Ein solches Projekt sei bei ihr „aufgrund ihrer akademischen Fachkenntnisse und ihrer praktischen Erfahrungen in besten Händen“. Claudia Ott war von Beginn an begeistert von dieser Idee und erzählte dem Superintendenten von den neu entdeckten arabischen Weihnachtsliedern. „Das kann doch kein Zufall sein“, ging es ihr dabei durch den Kopf. Im weiteren Gespräch war man sich schnell darüber einig: Diese Lieder können wertvolle Brücken bauen zwischen Kulturen und Religionen. Und „Brückenbau“ wurde dann auch zum Schlüsselwort für das, was in der Folgezeit an Ideen und deren Umsetzung entwickelt wurde: Eine musikalische Begegnung der Kulturen in der Weihnachtsgeschichte, die ja schon für sich vielfache Bezüge zum „Morgenland“ in sich trägt. Die Idee hierzu kam von Stephan Doormann, Chorleiter am Kaiserin-Auguste-Viktoria-Gymnasium. Mit dem von ihm gegründeten „Juventis“-Jugendchor plante er ein solches Projekt, das er „Neuland“ nennen wollte und für das er einen Partner auf der orientalischen Seite suchte.

Hans-Georg Sundermann brachte nun beide Seiten zusammen. Und mit einer gesunden Portion Enthusiasmus erarbeitete man gemeinsam ein Konzept: Der Flüchtlingschor wird mit vier Liedern „mit Bach in einen Dialog treten“ und Kontraste zum Weihnachtsoratorium setzen, etwa mit einem irakischen „Mawwal“, einem „schmachtenden Sehnsuchtslied“, mit dem – so Ott – zu Beginn „die Tür zum Neuland aufgestoßen“ wird. An anderer Stelle werde man Bachs Tonsprache mit einem arabischen Marienlied verknüpfen. Ein professionelles kammermusikalisch besetztes Takht-Ensemble wiederum wird die arabischen Lieder begleiten, die sich unter anderem durch eigene Intervallstrukturen und durch ihren beachtlichen Spielraum für Interpretation und Improvisation von westlichen Kompositionen wesentlich unterscheiden. Und schließlich wird der „Juventis“-Chor mit dem Flüchtlingschor gemeinsam zwei Lieder in arabischer Sprache vortragen, darunter den Bach-Choral „Bi-farti hubbika th-thamin – Dies hat er alles uns getan“ aus dem Weihnachtsoratorium in der Übersetzung des Schnellerschen arabischen Weihnachtsliederbuchs. Zudem werden lyrische Texte als Bindeglied zwischen den Kulturen vorgetragen. Doch das sei noch nicht alles, verspricht Ott mit lachenden Augen: Das Finale werde eine Überraschung werden, doch „mehr wird noch nicht verraten, sonst ist es ja keine Überraschung mehr“.

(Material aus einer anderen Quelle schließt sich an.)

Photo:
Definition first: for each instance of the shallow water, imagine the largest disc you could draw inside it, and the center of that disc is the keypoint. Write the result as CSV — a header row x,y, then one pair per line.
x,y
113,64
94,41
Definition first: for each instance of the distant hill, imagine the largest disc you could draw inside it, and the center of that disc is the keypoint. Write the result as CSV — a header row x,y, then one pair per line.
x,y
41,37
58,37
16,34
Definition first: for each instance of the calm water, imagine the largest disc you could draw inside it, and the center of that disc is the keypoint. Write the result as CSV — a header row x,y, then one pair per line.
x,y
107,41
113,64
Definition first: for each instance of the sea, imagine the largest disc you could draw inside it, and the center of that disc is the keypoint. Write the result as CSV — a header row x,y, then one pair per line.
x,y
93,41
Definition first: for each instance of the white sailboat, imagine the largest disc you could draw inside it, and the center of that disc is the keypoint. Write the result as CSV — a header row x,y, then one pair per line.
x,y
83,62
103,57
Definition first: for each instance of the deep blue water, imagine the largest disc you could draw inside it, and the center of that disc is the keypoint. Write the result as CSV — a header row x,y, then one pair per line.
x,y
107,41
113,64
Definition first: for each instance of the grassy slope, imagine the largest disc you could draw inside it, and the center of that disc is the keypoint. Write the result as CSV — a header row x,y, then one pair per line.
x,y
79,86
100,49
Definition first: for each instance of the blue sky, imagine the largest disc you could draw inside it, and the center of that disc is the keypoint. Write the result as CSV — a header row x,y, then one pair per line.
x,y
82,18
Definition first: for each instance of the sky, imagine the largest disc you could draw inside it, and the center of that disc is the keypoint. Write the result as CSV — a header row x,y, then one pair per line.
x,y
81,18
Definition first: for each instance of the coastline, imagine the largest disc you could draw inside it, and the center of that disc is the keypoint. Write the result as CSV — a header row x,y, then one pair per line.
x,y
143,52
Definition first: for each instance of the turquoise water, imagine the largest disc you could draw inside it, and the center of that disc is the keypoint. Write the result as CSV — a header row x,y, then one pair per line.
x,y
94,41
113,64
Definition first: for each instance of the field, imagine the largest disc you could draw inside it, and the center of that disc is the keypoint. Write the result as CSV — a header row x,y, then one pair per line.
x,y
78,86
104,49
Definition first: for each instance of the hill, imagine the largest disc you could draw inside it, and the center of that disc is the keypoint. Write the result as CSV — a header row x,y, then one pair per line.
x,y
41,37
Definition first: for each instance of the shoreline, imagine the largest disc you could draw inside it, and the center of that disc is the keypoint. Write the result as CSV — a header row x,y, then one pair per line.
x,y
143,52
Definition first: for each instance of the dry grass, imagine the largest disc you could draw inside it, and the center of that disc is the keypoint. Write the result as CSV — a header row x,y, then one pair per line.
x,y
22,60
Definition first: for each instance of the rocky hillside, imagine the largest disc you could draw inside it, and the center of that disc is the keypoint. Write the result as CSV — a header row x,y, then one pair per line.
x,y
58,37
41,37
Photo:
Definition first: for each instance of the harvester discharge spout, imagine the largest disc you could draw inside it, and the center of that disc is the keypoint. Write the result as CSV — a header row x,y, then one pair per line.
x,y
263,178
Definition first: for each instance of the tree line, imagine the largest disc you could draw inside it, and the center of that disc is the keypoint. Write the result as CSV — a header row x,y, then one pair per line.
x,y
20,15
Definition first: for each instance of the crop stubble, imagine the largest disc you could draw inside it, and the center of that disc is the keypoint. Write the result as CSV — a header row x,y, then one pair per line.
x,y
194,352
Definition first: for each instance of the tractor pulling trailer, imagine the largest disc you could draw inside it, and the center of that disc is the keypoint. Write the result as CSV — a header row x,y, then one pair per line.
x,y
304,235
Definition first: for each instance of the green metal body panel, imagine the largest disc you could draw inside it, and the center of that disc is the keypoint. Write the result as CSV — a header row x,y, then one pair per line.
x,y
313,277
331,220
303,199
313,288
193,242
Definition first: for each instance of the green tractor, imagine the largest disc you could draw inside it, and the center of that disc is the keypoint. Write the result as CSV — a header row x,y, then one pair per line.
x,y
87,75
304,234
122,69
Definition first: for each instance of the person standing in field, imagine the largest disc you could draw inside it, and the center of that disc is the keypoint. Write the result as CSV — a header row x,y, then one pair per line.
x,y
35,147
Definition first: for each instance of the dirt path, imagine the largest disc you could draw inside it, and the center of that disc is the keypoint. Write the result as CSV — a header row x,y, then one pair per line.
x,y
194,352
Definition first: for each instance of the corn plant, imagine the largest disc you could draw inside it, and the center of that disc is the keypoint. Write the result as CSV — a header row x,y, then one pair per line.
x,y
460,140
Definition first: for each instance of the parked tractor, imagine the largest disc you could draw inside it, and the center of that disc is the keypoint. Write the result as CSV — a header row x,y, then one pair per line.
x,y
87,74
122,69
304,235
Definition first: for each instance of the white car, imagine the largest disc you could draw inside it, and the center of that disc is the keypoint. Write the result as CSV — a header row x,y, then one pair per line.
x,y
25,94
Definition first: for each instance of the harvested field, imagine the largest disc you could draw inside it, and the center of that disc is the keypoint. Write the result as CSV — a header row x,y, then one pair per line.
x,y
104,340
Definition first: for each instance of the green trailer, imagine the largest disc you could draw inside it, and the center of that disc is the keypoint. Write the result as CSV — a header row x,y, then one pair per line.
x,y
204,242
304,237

Ott erklärt sich überaus zufrieden mit dem gegenseitigen Brückenbau, auch wenn der Weg „nicht immer leicht“ gewesen sei. Der „Juventis“-Jugendchor habe hervorragende Arbeit geleistet und sich sehr schnell an „die uns doch recht fremde Aussprache des Arabischen“ gewöhnt. Das gemeinsam gesungene Lied „Lamma bada“ sei sogar ein richtiger Ohrwurm geworden. Für die beteiligten Flüchtlinge wiederum war und ist das gemeinsame Projekt eine große Ehre, wie Faisal Alhassan sagt, der in Damaskus als Hochschuldozent für Bildende Künste tätig war. Und man spürt, dass diese Aussage nicht nur eine höliche Floskel ist. Dieses Projekt sei im Hinblick auf Integration „genau richtig“, ergänzt Mustafa Jojak: „Von so etwas habe ich lange geträumt.“ Und Safaa Ebaui, der als Solosänger dabei sein wird, sagt es auf seine Weise: „Der Gesang kommt nicht nur von den Lippen, sondern aus dem Herzen.“ Ott nickt zustimmend. Sie weiß, dass auf der Seite der Flüchtlinge die Schwelle zum „Neuland“ noch höher gewesen sein muss: Zum einen sei unsere traditionelle Chormusik und die damit verbundene Polyphonie in der arabischen Welt völlig unbekannt, und zum anderen sei keiner der beteiligten Flüchtlinge jemals vor Publikum aufgetreten. Schon gar nicht in einer so großen Kirche.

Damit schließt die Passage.